I had 2 missed miscarriages before my daughter was born. We also got pregnant right away each time and on the first saw a heartbeat at 7 weeks but none at 11 weeks. It does help to talk about, or write about. I have written about mine too although I havent posted it. Thanks for sharing!
Thank you so much for the note — you’re right, it does help to talk about. A piece of my heart will always be a little broken, but I am blessed beyond words with a daughter like Samantha! Hugs to you, Momma <3
Amanda, I didn’t know you went through this or I can’t remember. I’m sorry you had to go through losing children. You have my heart. I am thankful (as you are) that you have a Beautiful Samantha!
Thank you for sharing. Your cuz, Angela
Thank you so much, Angela — that means a lot! Yes, I thank God daily for my sweetest blessing, Samantha. And as painful as the journey was to her, I’d do it over and over again to get to her.
Amanda beautifully said…Went through this with my daughters…Angel was far enough along .. no heartbeat .. I got to hold her before then.. we buried her ..she was perfect !!! So proud of you Cuz …Love ya !
When I read your article it was like I was literally reading about myself! I got pregnant right away too. All three times. The first two resulted in miscarriages.

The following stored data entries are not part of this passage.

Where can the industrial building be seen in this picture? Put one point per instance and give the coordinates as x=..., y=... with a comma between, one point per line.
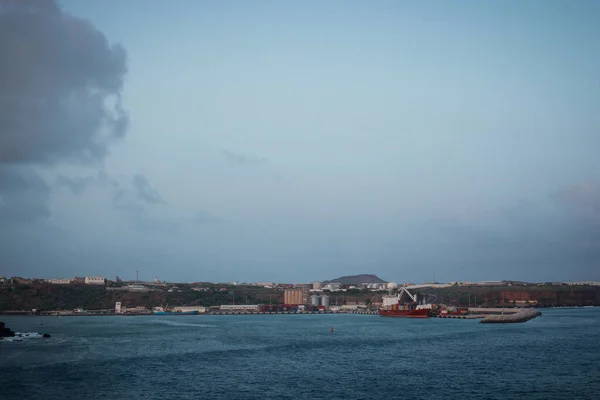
x=295, y=296
x=239, y=307
x=94, y=280
x=58, y=281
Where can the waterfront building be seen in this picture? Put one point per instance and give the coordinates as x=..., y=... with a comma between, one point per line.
x=295, y=296
x=332, y=286
x=94, y=280
x=239, y=307
x=200, y=309
x=58, y=281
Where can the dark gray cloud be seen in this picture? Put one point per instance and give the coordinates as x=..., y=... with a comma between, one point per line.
x=145, y=192
x=78, y=184
x=23, y=195
x=242, y=159
x=136, y=200
x=60, y=85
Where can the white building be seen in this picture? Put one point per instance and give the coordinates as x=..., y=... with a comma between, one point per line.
x=58, y=281
x=94, y=280
x=239, y=307
x=332, y=286
x=200, y=309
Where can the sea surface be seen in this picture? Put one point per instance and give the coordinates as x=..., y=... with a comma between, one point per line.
x=556, y=356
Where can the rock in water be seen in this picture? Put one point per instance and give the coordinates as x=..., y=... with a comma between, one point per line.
x=5, y=332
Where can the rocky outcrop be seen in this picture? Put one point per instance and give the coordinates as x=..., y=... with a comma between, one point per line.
x=5, y=332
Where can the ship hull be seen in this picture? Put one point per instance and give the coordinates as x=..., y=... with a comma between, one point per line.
x=175, y=312
x=424, y=313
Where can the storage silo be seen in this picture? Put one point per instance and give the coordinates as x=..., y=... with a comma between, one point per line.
x=314, y=300
x=325, y=301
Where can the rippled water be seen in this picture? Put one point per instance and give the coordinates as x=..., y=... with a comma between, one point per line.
x=296, y=356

One fairly early on and the second at 11 weeks after we saw a heartbeat at 9 weeks. Now we have rambunctious 1 year old identical twin boys ❤️ ❤️. The miscarriage fear stayed with me throughout my entire twin pregnancy. I would hold my breath at every ultrasound waiting to hear “I’m so sorry”. I just wanted to say thank you for sharing your story. I remember when I was in the throes of deep sadness post-miscarriage, reading stories such as yours helped me process my own losses.

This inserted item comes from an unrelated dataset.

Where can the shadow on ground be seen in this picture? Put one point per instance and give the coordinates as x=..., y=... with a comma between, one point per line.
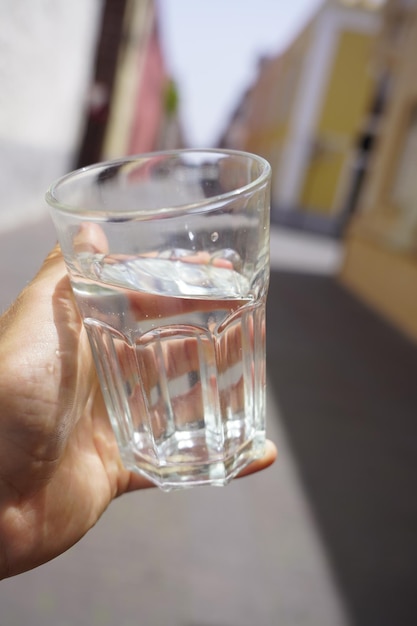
x=346, y=385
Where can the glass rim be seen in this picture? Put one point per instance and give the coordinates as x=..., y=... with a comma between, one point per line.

Amanda beautifully said…Went through this with my daughters…Angel was far enough along .. no heartbeat .. I got to hold her before.. then we buried her ..she was perfect !!! So proud of you Cuz …Love ya !
I’m so so sorry you had to experience that. Although a tiny part of me will always be sad, I’m just so beyond grateful for little Samantha. I’m blessed beyond measure. Xoxo
I’ve never had a miscarriage, but it took almost four years for my husband and I to conceive and I can relate to what you said about social media- it was like everyone I’d ever met was making pregnancy announcements while I was crying on my bathroom floor each month when I realized I wasn’t pregnant (again). So thankful for my miracle baby, too!

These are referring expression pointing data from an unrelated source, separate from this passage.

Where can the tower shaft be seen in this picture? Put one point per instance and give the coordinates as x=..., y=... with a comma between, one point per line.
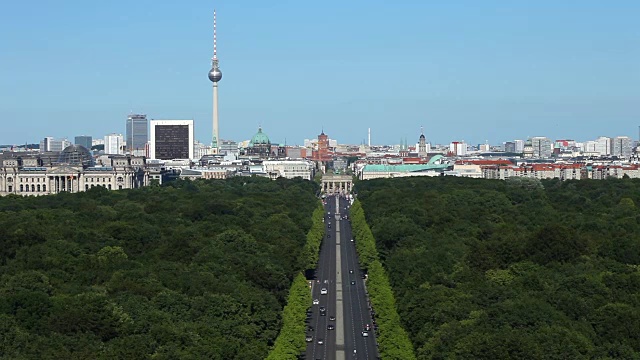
x=215, y=142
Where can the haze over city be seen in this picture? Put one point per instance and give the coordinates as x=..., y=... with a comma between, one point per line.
x=463, y=70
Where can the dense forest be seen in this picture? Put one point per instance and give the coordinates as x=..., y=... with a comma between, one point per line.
x=517, y=269
x=191, y=270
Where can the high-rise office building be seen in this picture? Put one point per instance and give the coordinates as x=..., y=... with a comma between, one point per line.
x=137, y=134
x=49, y=144
x=510, y=147
x=114, y=144
x=171, y=139
x=603, y=145
x=458, y=148
x=84, y=140
x=542, y=146
x=622, y=147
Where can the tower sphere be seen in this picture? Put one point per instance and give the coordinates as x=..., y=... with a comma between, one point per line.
x=215, y=74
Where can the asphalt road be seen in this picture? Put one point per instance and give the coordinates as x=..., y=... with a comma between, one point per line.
x=337, y=268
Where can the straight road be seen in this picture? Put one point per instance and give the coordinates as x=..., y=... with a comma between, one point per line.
x=347, y=301
x=325, y=277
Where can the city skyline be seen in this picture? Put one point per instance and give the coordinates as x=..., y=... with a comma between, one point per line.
x=492, y=72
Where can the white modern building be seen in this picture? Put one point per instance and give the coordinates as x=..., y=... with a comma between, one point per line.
x=53, y=145
x=171, y=139
x=114, y=144
x=622, y=147
x=603, y=145
x=289, y=168
x=542, y=146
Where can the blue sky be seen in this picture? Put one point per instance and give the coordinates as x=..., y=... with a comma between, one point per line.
x=465, y=70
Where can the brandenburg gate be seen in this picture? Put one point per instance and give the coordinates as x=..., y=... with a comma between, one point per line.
x=337, y=184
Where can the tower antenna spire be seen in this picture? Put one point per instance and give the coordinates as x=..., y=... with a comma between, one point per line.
x=215, y=75
x=215, y=40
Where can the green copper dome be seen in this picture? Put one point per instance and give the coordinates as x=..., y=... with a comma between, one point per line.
x=260, y=138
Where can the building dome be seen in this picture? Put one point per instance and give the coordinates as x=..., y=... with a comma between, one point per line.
x=260, y=138
x=76, y=155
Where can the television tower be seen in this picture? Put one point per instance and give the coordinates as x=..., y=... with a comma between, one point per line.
x=215, y=75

You are absolutely right — both are just so so painful. Getting pregnant and not being able to keep it, or the agony of negative pregnancy test month after month. Sending you love, Momma for your sweet blessing and darling miracle baby (who is COTA Bus’ #1 fan!!!)
Thanks for sharing my article from Today Parents. I don’t always get to hear if it resonates with people so this was really neat when a friend emailed me your post! We are swimming in these waters together and by sharing your story, you are stretching out your hand to keep other afloat!
Oh Carly – I’m SO glad you reached out. It’s so funny – I spent a little bit of time yesterday afternoon actually looking online for your email – I wanted to send you my post and let you know how your words really resonated with me – even a couple years later. I could only track down your business page so was going to do some more digging today – and now, you found ME! All I can say is thank you- thank you for writing what you did – and for reaching out. Despite all the pain we felt years ago- we sure are lucky Mommas today.